Performance Attributes of Two Glucose Meters.

Meter	Average bias	Precision (CV)	Hematocrit interference
A	0	5%	None
B	0	5%	+20% low hematocrit, –20% high hematocrit

According to the Boyd and Bruns model, glucose meters A and B have the same total error because they have the same average bias and precision (equation 1). But when analyzed with a CLSI EP21-A mountain plot,^8-9 meter B with hematocrit interference is clearly not as accurate as meter A and fails the POCT12-A3 glucose meter standard (Figures 1-2). In a mountain plot, the glucose differences from reference are sorted from low to high and ranked. The Y axis represents the cumulative probability which normally ranges from 0 to 1. But to present a plot that is easier to visualize, the mountain plot cumulative probability values above 0.5 have been subtracted from 1 to give adjusted values. Two worked examples of how to construct a mountain plot using a spreadsheet are explained in EP21-A.

OPEN IN VIEWER

Figure 1.

Absolute differences for glucose meters for reference less than 100 mg/dL. The intersections of the horizontal and the straight vertical lines represent the limits to contain 95% of the data. A meter that is contained with this space meets goals. Thus meter A meets goals and meter B does not.

OPEN IN VIEWER

Figure 2.

Percentage differences for glucose meters for reference greater than 100 mg/dL. The intersections of the horizontal and the straight vertical lines represent the limits to contain 95% of the data. A meter that is contained with this space meets goals. Thus meter A meets goals and meter B does not.

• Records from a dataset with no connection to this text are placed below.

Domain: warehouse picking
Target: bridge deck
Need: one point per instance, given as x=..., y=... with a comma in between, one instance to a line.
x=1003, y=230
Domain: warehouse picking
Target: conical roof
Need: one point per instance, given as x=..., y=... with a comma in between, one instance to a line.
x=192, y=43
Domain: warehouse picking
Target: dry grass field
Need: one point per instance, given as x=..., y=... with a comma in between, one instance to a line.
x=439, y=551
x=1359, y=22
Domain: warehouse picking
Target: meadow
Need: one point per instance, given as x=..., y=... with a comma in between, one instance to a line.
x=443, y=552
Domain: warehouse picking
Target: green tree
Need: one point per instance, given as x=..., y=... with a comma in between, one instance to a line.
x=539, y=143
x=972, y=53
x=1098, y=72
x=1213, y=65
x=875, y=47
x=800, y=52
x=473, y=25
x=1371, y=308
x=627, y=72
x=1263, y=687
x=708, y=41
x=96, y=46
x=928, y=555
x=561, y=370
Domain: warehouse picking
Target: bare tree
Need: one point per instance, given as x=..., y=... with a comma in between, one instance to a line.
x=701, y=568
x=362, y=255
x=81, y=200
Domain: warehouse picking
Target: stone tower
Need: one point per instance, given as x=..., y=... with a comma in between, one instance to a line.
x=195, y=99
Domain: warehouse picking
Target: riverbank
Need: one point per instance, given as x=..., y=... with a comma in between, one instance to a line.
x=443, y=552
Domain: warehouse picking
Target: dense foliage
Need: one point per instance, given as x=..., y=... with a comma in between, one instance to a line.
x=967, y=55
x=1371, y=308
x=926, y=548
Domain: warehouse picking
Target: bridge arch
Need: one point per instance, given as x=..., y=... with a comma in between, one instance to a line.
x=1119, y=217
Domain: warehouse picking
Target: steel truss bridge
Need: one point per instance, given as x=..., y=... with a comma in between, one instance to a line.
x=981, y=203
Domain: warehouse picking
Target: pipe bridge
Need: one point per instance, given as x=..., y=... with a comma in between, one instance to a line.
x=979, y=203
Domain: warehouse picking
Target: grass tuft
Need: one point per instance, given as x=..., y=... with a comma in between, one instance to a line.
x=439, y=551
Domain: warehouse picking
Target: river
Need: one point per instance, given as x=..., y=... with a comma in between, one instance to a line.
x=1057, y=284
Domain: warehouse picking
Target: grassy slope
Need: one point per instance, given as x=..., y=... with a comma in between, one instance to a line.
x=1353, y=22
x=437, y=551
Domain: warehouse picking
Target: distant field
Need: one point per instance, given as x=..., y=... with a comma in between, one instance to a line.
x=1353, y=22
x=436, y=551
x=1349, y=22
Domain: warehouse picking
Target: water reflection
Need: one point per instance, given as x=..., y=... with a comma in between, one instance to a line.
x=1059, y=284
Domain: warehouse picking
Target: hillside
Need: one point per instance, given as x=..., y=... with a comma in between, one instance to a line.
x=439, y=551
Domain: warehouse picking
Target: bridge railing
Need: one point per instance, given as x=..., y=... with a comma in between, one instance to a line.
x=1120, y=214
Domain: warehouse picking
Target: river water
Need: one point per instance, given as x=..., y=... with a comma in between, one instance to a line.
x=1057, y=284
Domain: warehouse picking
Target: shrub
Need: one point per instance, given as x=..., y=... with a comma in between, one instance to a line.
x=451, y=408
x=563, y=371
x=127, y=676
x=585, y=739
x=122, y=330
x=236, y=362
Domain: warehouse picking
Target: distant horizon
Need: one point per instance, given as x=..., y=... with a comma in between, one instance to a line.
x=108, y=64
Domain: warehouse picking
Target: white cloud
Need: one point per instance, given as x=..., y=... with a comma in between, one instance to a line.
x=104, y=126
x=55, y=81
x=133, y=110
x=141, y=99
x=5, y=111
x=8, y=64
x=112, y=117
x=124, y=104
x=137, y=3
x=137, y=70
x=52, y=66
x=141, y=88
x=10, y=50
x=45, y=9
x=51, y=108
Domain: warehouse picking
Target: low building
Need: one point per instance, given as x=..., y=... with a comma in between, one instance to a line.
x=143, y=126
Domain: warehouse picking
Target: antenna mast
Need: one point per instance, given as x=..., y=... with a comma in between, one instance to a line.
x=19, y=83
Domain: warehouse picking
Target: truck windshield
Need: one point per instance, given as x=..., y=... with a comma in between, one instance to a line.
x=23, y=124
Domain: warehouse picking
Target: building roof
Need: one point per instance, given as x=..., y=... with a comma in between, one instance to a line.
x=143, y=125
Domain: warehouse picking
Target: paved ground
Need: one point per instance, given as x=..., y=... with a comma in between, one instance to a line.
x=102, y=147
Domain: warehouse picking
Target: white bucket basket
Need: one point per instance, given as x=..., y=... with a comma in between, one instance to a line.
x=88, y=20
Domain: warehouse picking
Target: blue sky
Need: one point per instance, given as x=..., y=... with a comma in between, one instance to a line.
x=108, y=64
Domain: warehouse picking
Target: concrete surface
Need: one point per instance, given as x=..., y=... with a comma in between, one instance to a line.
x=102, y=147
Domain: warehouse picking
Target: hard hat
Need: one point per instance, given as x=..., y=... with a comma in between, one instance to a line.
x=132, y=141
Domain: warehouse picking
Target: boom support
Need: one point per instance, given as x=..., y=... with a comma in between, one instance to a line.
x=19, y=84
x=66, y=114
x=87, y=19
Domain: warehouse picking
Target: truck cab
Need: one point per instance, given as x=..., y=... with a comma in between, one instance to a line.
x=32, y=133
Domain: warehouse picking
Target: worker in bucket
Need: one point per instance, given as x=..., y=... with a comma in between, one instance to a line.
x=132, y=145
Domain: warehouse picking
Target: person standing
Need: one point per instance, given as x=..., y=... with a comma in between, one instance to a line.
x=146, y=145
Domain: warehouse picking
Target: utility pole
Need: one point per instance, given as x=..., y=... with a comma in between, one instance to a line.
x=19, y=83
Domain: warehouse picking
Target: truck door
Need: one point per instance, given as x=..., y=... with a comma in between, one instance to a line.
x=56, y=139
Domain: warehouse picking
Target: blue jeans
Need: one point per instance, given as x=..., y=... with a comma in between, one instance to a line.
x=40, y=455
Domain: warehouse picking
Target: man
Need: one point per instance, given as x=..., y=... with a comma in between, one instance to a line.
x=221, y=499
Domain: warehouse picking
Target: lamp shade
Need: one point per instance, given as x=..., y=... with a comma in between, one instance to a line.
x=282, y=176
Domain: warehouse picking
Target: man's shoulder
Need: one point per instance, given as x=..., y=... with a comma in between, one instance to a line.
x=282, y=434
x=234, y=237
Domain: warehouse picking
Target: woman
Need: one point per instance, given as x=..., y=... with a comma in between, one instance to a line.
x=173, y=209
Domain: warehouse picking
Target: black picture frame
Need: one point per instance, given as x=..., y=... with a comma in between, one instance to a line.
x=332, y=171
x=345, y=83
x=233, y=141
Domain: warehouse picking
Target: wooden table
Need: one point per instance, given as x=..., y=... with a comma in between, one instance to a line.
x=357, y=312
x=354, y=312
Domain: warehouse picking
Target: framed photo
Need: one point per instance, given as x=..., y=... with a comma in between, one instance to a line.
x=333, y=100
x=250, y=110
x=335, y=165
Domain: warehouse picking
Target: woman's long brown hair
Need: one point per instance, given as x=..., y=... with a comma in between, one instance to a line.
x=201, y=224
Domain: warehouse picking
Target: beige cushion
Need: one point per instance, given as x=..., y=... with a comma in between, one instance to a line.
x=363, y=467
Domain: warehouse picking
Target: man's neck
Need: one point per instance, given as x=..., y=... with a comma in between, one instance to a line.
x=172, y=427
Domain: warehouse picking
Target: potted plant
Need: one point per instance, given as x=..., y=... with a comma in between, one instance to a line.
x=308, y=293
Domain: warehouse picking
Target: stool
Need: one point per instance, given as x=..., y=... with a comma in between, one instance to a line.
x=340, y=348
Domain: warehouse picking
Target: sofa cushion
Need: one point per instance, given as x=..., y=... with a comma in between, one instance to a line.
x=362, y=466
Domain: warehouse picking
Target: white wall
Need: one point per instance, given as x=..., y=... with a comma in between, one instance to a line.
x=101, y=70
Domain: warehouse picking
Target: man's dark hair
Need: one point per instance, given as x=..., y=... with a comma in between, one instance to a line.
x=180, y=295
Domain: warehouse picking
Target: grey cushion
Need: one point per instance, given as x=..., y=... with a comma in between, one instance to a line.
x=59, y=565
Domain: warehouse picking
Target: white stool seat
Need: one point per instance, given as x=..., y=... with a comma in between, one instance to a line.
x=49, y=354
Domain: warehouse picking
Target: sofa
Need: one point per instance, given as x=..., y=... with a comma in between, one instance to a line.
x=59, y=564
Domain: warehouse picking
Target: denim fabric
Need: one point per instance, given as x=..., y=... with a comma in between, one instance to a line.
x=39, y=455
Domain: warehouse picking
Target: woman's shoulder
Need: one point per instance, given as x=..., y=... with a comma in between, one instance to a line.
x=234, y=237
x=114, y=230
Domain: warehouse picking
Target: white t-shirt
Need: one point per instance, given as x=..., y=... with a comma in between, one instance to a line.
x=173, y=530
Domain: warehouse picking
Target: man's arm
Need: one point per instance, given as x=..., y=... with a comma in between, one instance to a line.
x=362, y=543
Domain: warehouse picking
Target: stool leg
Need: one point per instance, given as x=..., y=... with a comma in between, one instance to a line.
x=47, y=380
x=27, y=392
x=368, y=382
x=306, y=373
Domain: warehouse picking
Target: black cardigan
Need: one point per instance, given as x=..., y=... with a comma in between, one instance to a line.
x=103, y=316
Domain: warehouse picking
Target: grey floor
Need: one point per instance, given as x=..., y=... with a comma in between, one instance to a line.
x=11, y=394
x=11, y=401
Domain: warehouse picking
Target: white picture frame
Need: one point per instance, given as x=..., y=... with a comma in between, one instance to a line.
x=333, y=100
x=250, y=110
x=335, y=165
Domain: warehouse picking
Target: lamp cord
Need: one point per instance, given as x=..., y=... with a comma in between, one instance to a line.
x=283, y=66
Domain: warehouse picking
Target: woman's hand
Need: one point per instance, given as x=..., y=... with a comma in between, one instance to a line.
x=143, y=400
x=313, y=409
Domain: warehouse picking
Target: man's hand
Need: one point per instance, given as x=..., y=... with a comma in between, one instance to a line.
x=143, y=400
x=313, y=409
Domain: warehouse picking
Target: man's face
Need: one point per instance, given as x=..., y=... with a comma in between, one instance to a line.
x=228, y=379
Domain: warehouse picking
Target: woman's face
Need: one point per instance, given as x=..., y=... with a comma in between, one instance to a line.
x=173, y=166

This demonstration was performed by simulations and simulations always work. The hematocrits were chosen as discrete values uniformly spanning 32% to 56% and applied to discrete glucose values uniformly spanning 30 to 280 mg/dL. Had different simulation conditions been used, meter A would remain the same and meter B might have become more narrow or wider in Figures 1 and 2. Only hematocrit interference was chosen. Other interfering substances would widen a meter’s total error performance and at the same time not be detected by the Boyd and Bruns approach. The fact that the average bias is not statistically significant is because manufacturers calibrate their systems to guarantee this property.

Yet, this commentary is not the first objection to the Boyd and Bruns model. I critiqued their model in a fashion similar to this commentary and they responded.^10-11 In their response, they said I was correct but the sources of error I mentioned were “outside the scope of our study, in part because it is difficult to know how one might model the interferences.” They went on to say that in their article they discussed the need for manufacturers to “design instruments that avoid sources of error, such as those encountered by patients with special needs.” Unfortunately, my critique had no effect because their model continues in recent articles as if the critique never happened.^12-13 Moreover, in the recently released CLSI glucose meter standard, POCT12-A3,2 these models are cited as a basis for the performance limits for glucose meters. Ironically, Boyd and Bruns ¹¹ state in their response to my critique: “The points raised in Dr. Krouwer’s letter do point out that our estimates of quality requirements, as demanding as they may seem, would become even more demanding if the additional sources of error were included.” In a similar story, I critiqued ¹⁴ the NCEP’s use of the Westgard model to arrive at performance goals for cholesterol. ¹⁵ In spite of objections, the Westgard model also persists. ¹⁶ Perhaps these models persist because they are models and (simple) models are satisfying. In a total error analysis conducted using CLSI EP21-A, there is no means to separate error components nor a basis for setting limits on error components.

Finally, it is noted that total error only captures error that is allowed to occur in the experiment. For example, such experiments are often done with a single lot of reagent with many conditions controlled more tightly that would occur in routine use.